I know there are a lot of people in the Heights that would like to see some bike share kiosks here, but as The Leader News reports, it will be awhile before that happens.
Although running through arguably the most bike-conscious set of communities in Houston, the bike paths along White Oak Bayou and through the Heights into downtown now primarily sustain a ridership of weekend and evening recreational users, walkers and joggers. (It doesn’t help the White Oak trail that 610/290 construction is closing a big chunk of it from south of the North Loop along T.C. Jester to 34th Street for another year.)
The city of Houston’s B-cycle bike share program largely completed its second phase this week ahead of schedule and now boasts 21 stations and 175 bikes – but they’re all in downtown, midtown, Montrose, the East End and the Museum District-Hermann Park area.
And Will Rub, head of the B-cycle program, says when the third phase is funded, it’s likely to focus on the Medical Center area.
“We might start looking along sites along the Washington Avenue Corridor,” he said, “but that’s down the line.” Way down the line is the Heights, he said.
[…]
Blake Masters, president of the Greater Heights Super Neighborhood, seems strangely calm about the area being passed over so far for the B-cycle kiosks.
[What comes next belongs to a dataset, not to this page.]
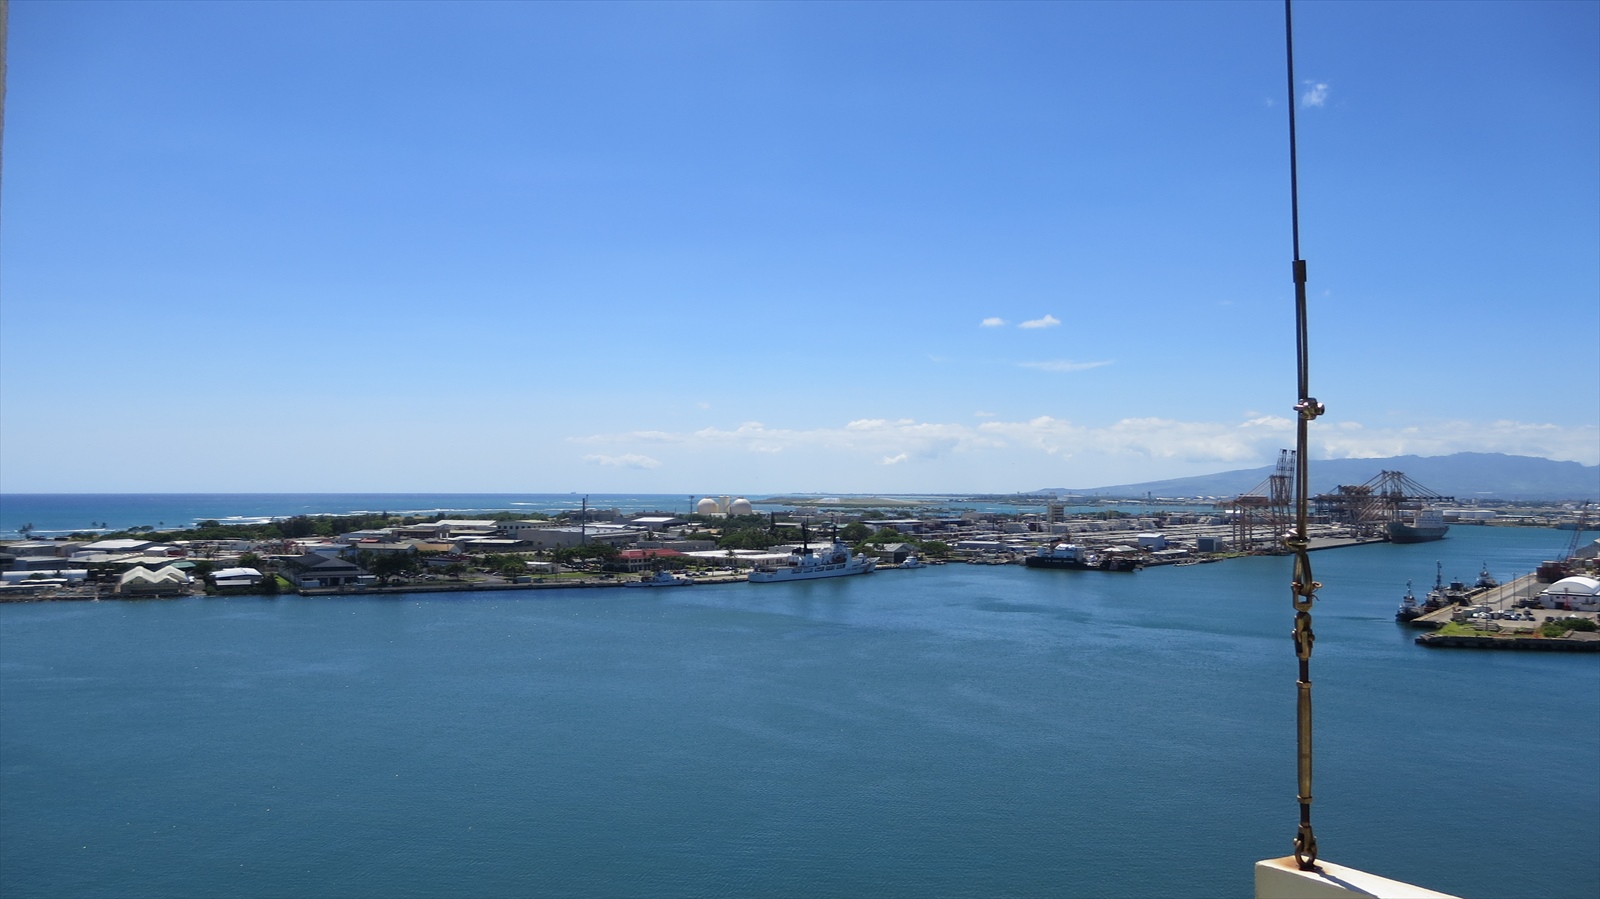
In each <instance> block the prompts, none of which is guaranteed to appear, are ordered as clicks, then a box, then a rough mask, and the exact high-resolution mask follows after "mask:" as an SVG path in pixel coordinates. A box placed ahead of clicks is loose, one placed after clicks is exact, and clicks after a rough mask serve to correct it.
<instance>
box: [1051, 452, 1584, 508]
mask: <svg viewBox="0 0 1600 899" xmlns="http://www.w3.org/2000/svg"><path fill="white" fill-rule="evenodd" d="M1274 469H1275V465H1264V467H1261V469H1242V470H1235V472H1219V473H1214V475H1197V477H1192V478H1171V480H1162V481H1144V483H1122V485H1112V486H1096V488H1064V486H1062V488H1045V489H1042V491H1038V493H1077V494H1091V496H1094V494H1098V496H1144V494H1147V493H1149V494H1154V496H1170V497H1179V496H1237V494H1240V493H1246V491H1250V489H1253V488H1256V486H1258V485H1261V483H1262V481H1266V480H1267V477H1270V475H1272V472H1274ZM1384 470H1389V472H1405V475H1406V477H1410V478H1411V480H1414V481H1418V483H1421V485H1422V486H1426V488H1429V489H1432V491H1437V493H1442V494H1445V496H1454V497H1456V499H1458V501H1462V502H1474V501H1490V499H1525V501H1544V502H1558V501H1594V499H1600V465H1582V464H1579V462H1554V461H1550V459H1539V457H1534V456H1506V454H1504V453H1456V454H1453V456H1389V457H1387V459H1326V461H1317V459H1314V461H1312V462H1310V489H1312V493H1314V494H1317V493H1328V491H1331V489H1333V488H1336V486H1339V485H1357V483H1365V481H1368V480H1371V478H1373V477H1376V475H1378V472H1384Z"/></svg>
But there’s a reason.
As part of a Leadership Houston class, Masters studied putting a bike share into Houston before the group learned that the B-cycle program was already on the drawing boards.
“You do have to start somewhere, and to make it succeed, you have to choose the areas with the heaviest pedestrian traffic and people who need to go short distances on congested streets. So far, they’re doing it right.”
He’s encouraged to hear that the Washington Avenue Corridor, which is in his Super Neighborhood, is on B-cycle’s radar. Parts of the Heights would also be “very logical” locations he said, naming the 19th-20th Street, White Oak and Studewood commercial areas. “We’d have to make sure the neighbors are on board with the plans, though,” he said.
This makes sense to me. Bike sharing is for places to which people travel without cars, or for whom it’s inconvenient to get their parked cars for a short trip. That describes places like downtown and the Medical Center, but not the Heights. The Heights is a destination, not a point of origin, for bike sharing; if you’re in the Heights and you want to get somewhere by bike, you probably already have your bike with you. The downtown bike share network, which is somewhat akin to a transit network, is beginning to build spokes out of downtown, with kiosks in Midtown and parts of Montrose. The Washington Avenue corridor, which is directly accessible from downtown, is a natural future spoke of this network. Once this extended network is robust enough to support spokes being built from other spokes and not from the hub, that’s when it will make sense to look at putting kiosks in the Heights, most likely in the locations suggested by Blake Masters. Alternately, as Metro’s re-architected bus route map gets built, or in the event of future streetcar/BRT/light rail construction along Washington, that may make Heights-area kiosks more attractive and useful. The kiosks are coming, I have no doubt about that, but the network isn’t ready for it yet. If you want it to hurry along, do what you can to make the existing B-Cycle network a success.